Area 45A is robustly connected to higher-order auditory and multisensory areas of the superior temporal gyrus (Gerbella et al. 2010). Functional data, showing that this sector is involved in multisensory processing of communication stimuli (see Romanski and Averbeck 2009) and activates during the observation of faces (Tsao et al. 2008) or actions made by others (Nelissen et al. 2005), suggested a role in communication behavior for this area. Furthermore, the connections of area 45A to the dorsal part of area 8/FEF (Gerbella et al. 2010) could represent the neural substrate of the role in communication behavior of gaze direction, an important communicative signal in social interactions (e.g., Emery 2000; Ghazanfar et al. 2006).

The amygdala plays a well established important role in social cognition (see, e.g., Adolphs 2010). Indeed, this structure hosts neurons coding face identity and expressions (e.g., Gothard et al. 2007) or gaze directions (Tazumi et al. 2010), and neurons involved in detection of direct gaze (Tazumi et al. 2010), or activated when looking at the eyes of conspecifics (Zimmerman et al. 2012). Accordingly, the amygdala could be a source of information on the emotional significance of communicative signals, conveyed to area 45A for guiding appropriate social interactions.

Area 45B is robustly connected to higher-order ventral visual stream inferotemporal areas, rostral prefrontal and orbitofrontal areas, and to frontal (8/FEF, 8r, SEF) and parietal (LIP) oculomotor areas (Gerbella et al. 2010). Though the functional properties of this area are still poorly understood, based on these connectional data we suggested that area 45B is a ‘‘preoculomotor’’ area, where rostral prefrontal, orbitofrontal, and inferotemporal inputs guide the exploration of visual scenes for the perception of objects, actions, and faces (Gerbella et al. 2010).

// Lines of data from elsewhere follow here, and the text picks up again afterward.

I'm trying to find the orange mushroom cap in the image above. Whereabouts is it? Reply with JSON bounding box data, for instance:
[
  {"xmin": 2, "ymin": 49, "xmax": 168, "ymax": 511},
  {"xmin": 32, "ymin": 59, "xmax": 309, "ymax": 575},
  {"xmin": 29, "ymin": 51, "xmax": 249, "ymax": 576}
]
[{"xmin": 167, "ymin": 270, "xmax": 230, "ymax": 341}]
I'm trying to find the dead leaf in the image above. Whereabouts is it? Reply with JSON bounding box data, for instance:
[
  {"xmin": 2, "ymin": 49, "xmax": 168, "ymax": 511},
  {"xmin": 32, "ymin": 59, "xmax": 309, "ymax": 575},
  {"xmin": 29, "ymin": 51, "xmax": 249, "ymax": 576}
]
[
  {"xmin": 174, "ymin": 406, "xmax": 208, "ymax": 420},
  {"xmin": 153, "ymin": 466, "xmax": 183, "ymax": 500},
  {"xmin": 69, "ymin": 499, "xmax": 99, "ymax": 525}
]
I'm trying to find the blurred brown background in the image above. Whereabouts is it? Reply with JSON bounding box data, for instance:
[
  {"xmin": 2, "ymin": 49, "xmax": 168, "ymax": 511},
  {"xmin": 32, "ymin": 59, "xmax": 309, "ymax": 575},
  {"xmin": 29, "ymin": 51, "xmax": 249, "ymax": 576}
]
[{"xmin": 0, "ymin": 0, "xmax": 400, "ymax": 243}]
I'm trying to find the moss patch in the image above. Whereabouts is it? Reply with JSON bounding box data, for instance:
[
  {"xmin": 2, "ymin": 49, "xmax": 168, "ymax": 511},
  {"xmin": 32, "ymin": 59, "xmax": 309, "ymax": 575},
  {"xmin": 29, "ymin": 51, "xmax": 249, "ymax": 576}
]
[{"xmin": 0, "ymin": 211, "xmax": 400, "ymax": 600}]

One proposed general role of the amygdala is the involvement in processing selectivity based on value, saliency, and relevance of sensory stimuli (Adolphs 2010). In the visual domain, when looking at a visual scene, the selection of the objects (or of the object’s parts) on which the gaze shifts for more detailed analysis is determined by (a) their saliency, i.e., bottom–up factors related to their distinctiveness and (b) by their relevance, i.e., top–down factors related to the goals and experience of the viewers. Object saliency and relevance are then combined to provide, in the oculomotor system, a priority map that dictates the visual scanpath (see Fecteau and Munoz 2006). Recent data provided evidence for neural activity in the macaque amygdala related to saccades or fixations done over behaviorally relevant parts of visual scenes during free-viewing of natural images, suggesting an involvement in detection of priority maps (Gonzalez Andino and De Peralta Menendez 2012). Thus, it is possible that the amygdalar connections of area 45B convey information related to the relevance of visual stimuli, which could contribute to a representation of priority maps in this VLPF area. Then, area 45B could represent a node of the oculomotor cortical network where priority maps, based on physical distinctiveness and behavioral relevance of objects, guide the exploration of visual scenes, further supporting the hypothesis that this area is involved in higher-order aspect of oculomotor behavior.